Validation of Short Interfering RNA Knockdowns by Quantitative Real-Time PCR

RNA interference (RNAi) is a natural mechanism, that is triggered by the introduction of double-stranded RNA into a cell. The long double-stranded RNA is then processed into short interfering RNA (siRNA) that mediates sequence-specific degradation of homologous transcripts. This phenomenon can be exploited to experimentally trigger RNAi and downregulate gene expression by transfecting mammalian cells with synthetic siRNA. Thus, siRNAs can be designed to specifically silence the expression of genes bearing a particular target sequence. In this chapter, we present methods and procedures for alidating the effects of siRNA-based gene silencing on target gene expression.

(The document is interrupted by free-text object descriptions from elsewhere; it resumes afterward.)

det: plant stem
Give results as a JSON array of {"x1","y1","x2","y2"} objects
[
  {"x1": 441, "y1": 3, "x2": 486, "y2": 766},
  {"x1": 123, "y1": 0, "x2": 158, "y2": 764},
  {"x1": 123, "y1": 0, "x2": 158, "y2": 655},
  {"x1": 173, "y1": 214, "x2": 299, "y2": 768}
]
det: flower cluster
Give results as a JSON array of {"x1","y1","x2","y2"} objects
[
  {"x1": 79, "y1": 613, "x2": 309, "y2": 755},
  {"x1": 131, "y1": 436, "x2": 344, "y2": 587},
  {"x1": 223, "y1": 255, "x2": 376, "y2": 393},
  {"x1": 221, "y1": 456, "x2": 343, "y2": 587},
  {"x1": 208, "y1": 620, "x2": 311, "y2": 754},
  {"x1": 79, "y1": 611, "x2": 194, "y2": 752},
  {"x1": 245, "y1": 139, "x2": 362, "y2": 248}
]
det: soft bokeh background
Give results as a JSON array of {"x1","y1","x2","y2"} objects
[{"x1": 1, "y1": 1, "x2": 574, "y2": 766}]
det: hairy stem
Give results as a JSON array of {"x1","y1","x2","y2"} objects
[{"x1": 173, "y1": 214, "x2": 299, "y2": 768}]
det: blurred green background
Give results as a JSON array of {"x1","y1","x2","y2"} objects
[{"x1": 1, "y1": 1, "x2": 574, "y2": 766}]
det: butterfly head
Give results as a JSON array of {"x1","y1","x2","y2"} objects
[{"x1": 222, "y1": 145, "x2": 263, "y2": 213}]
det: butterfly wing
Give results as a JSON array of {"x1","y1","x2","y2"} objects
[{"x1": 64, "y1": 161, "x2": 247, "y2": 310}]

To illustrate our approach, we use examples from our analysis of a Cancer Gene Library of 278 siRNAs targeting 139 classic oncogenes and tumor suppressor genes (Qiagen Inc., Germantown, MD). Specifically, this library was used for high-throughput RNAi phenotype analysis followed by gene expression analysis to validate gene silencing for siRNA that produced a phenotype. Methods and protocols are presented that illustrate how sequence-specific gene silencing of effective siRNAs are analyzed and validated by quantitative real-time PCR assays to measure the extent of target gene silencing, as well as effects on various gene expression end points.